The Parthenon was the jewel of Greek religion. Like an ageless celestial mirror, it also reflected the power, patriotism, democracy and artistic and technical achievements of Athens, the premier Greek polis in the fifth century BCE.

The Parthenon Enigma (Alfred A. Knopf, 2014) highlights this refreshing interpretation of Greek history. Its author, the American classics scholar Joan Breton Connelly, is admirable because she sees the Greeks mostly as the Greeks saw themselves. This is no small achievement in an age that is fashionable even for classical scholars to hate the Greeks.

In her 2007 book, Portrait of a Priestess, Connelly argued convincingly women in ancient Greece were not second-class citizens, especially in religious practices. Now in her masterful story, The Parthenon Enigma, she breaks new ground once again — explaining the Greeks in terms of their relationships with their gods. Yes, Athens had plenty of philosophers and radical democrats, but above all else Athens had people pious to the gods and Athena in particular.

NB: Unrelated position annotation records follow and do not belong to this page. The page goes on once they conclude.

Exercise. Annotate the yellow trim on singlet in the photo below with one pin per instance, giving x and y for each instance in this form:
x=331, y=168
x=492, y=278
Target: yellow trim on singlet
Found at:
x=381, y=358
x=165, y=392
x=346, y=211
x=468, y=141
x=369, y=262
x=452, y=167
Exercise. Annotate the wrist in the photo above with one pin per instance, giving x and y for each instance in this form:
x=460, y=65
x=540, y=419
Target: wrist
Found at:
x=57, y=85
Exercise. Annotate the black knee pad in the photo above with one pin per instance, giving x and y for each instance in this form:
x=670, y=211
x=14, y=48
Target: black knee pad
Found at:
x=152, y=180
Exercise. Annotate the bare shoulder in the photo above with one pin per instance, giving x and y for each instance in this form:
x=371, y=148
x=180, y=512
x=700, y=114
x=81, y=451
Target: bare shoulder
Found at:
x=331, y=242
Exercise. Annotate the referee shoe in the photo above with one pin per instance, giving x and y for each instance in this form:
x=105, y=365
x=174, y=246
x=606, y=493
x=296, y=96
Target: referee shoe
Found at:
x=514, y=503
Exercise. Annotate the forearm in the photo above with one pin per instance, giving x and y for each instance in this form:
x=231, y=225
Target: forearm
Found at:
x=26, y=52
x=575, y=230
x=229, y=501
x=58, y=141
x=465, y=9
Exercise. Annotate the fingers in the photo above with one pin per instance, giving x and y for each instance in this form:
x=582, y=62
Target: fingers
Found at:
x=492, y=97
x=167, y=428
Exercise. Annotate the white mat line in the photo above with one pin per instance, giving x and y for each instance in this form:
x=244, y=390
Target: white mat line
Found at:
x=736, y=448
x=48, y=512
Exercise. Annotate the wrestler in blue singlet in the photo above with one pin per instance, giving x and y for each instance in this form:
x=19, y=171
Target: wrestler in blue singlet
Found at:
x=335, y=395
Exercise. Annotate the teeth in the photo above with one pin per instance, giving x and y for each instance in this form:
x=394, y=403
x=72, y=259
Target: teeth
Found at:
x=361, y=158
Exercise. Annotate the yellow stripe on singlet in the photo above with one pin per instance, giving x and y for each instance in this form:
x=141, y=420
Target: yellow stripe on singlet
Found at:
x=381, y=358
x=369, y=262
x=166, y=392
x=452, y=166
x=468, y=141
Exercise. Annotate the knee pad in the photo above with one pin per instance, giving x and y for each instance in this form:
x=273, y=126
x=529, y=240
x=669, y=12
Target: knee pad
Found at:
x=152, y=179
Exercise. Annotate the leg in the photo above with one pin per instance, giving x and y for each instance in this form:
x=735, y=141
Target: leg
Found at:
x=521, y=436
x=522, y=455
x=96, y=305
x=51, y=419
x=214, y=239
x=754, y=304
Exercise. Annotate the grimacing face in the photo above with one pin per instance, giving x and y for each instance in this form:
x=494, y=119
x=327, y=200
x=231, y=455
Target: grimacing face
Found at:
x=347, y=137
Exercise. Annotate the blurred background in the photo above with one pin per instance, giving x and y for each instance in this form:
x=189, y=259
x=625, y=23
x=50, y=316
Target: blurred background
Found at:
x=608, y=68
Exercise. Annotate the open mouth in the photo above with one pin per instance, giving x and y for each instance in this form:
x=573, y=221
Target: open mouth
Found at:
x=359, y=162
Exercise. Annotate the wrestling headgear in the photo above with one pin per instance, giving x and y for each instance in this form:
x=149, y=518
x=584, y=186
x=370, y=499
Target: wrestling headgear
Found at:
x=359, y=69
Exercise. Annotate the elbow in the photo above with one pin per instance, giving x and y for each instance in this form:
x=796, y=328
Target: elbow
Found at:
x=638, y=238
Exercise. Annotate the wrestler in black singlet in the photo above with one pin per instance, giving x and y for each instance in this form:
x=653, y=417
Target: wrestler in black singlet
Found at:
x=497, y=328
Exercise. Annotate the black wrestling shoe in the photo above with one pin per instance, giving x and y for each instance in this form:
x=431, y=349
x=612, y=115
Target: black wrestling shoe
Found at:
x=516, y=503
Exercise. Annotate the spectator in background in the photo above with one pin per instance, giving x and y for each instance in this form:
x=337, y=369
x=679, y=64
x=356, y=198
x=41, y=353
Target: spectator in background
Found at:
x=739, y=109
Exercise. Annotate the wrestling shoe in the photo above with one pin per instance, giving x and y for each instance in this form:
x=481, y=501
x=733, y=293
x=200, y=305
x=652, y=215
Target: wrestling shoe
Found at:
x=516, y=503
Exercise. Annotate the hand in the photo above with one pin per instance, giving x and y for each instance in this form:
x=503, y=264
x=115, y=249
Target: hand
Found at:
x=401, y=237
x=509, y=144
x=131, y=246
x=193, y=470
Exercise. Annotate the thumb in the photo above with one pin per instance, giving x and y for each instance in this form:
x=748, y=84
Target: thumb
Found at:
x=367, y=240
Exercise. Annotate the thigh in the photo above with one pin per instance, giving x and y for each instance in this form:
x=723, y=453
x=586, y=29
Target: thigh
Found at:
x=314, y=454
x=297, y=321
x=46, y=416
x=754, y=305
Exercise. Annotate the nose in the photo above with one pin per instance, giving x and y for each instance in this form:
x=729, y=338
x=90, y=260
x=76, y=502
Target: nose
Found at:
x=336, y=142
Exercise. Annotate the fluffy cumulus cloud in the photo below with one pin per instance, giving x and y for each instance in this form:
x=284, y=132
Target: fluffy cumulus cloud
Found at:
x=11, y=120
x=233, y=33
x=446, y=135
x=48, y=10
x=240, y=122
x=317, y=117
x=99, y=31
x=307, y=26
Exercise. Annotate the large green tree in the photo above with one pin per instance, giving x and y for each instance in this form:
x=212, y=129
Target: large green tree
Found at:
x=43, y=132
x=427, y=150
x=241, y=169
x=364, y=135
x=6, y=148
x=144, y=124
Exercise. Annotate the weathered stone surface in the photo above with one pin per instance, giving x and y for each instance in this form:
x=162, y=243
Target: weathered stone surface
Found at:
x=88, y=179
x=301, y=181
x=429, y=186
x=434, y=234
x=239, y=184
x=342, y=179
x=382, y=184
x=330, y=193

The Parthenon, Connelly says, was “first and foremost a religious building,” a “supernal” temple that facilitated beliefs and rituals at the “very fabric of [Athenian] life.” It wedded metaphysical understanding and civic solidarity among citizens who knew they were autochthonous Greeks. The Parthenon told them to protect their polis from “exotic, barbaric outsiders.” This made the Parthenon an “epitome of Athenian self-awareness.”

Christians and, eventually, Moslems desecrated, plundered, bombed and wrecked the Parthenon. But, like Plutarch said, the Parthenon remains untouched by time.

Read The Parthenon Enigma. It is a very important book: thoroughly researched and written for the intelligent reader. It is original, insightful and convincing.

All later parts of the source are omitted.